Teach frameworks in school.
English language classes teach the five-paragraph essay, math classes teach proof structure, and marketing classes teach inventive techniques for lying. (Kidding.) But I have yet to see a single CS professor teach any kind of framework, let alone any actual architectural/design patterns beyond some vague mumbling about separating your middleware.
This is a problem. Teaching the tools without teaching technique, ignoring the vast majority of progress made in development practices to date, is tantamount to having an intern build a cargo plane using balsa and a model of the Wright flyer for reference. It's flagrantly irresponsible.
I'm a web developer, for context, and a relatively young one at that. Just about to finish extracting a BS degree from this university. Like many of my peers, I picked up the bulk of my knowledge online - started with liberally-applied tables on Bravehost (which apparently is still around), hacked out the basics of CRUD by reading php.net, etc etc. But it wasn't until I started in on the Zend framework that the quality of my code started to seriously improve. Sure, I had already developed a relatively consistent coding style, but the structure of my software still wasn't anything transcendent, and "code reuse" still meant sifting through phpclasses.org. Using a framework meant that I could learn by example, at the pace of my own discovery. This is something that academia has totally failed to provide.
Obviously, I can speak only of my own experience. I've taken development courses at both the Illinois Institute of Technology and UW Superior. While I've been occasionally surprised at the caliber of the faculty at both universities, and while both will provide the aspiring developer with a solid grounding in CS fundamentals, they do little to nothing to prepare the student for actual, real-world development done well.
The emphasis here is important. Sure, my capstone project at UWS involves creating a tiered web application. Yes, we were told how the stack should probably be separated. But making the students start from nothing ensures that the final product will only be as good as the students' sum efforts, and their efforts alone. This is pointless, and a waste of the students' time. We are capable of more. We can build a functional product faster by using PHP rather than C, sure, but we can build a better product by allowing ourselves one more abstraction out of the gate: a framework.
In talking with my professors, it seems that the hesitation in bringing such demons into play (besides the fact that they just don't know them) lies in the initial opacity of the system. Run rails new
, and what do you get? Skeletons! No guts that the students can read, line by line, and somehow assimilate in one gradual pass. This is nonsense. You don't learn to drive a car by pouring over blueprints for the powertrain. Understanding the mechanics will help you improve your mileage and preserve your investment, sure, but that's not where you start.
I'm not suggesting we ignore the language fundamentals and throw the 101 students straight into MVC (or what have you). I am suggesting that we merge the two.
A programming course starts with printf("Hello world");
, and it should. It's not impenetrable to the uninitiated, and in teaching it we assume that their brains can wrap around a function call without first having deep understanding of what a function is.

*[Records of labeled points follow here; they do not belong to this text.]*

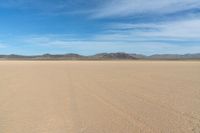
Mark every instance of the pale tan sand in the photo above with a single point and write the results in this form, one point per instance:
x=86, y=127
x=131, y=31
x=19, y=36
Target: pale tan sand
x=99, y=97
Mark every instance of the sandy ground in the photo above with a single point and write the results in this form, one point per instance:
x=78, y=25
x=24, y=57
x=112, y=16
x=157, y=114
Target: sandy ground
x=99, y=97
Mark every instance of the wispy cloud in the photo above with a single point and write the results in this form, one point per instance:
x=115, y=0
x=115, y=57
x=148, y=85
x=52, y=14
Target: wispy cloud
x=119, y=8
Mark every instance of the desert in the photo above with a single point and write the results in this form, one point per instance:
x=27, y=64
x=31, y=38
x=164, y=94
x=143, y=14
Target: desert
x=99, y=96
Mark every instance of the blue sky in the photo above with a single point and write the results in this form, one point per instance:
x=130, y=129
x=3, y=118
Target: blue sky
x=87, y=27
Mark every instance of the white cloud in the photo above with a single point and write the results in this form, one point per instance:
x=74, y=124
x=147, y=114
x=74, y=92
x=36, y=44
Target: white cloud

My point is that there's little difference between this, and starting one level higher. Now, we see echo("Hello world");
, but it's given context - this code is a "view", and it talks to the user. The fundamentals may still be taught with equal efficacy, but now they are accompanied by structure, something that the students can pick up gradually as a concept integral to development, and not just a good idea to tack on towards the end.
(I should probably clear some ambiguity here before I get any flack for it. There is a distinction to be made between computer science, such as it is, and software development. The pure CS (read: math) that I got out of my degree is great, and in retrospect I should have focused more on it, but I entered college with the idea that I was going to build tools that were going to help people. It took far too much time for me to discover that this wasn't going to happen within the confines of academia. Perhaps this is a greater problem than the one I've been railing on about here - the total lack of any declared distinction between academic and applied computer science. Other schools may be better with this, but I know I'm not the only one who was screwed by IIT on this point.)
Ultimately, my concern is with the potential of students. There's a reason why calculus is introduced in high school now instead of being sequestered away in college - when given the proper support over time, kids can handle it. And by acquiring a deeper understanding of mathematics earlier on, they are that much better equipped to make progress faster. Wasted time is just sad, especially when students have no idea there's a better way.
So - teach frameworks in school. Do everyone a favor.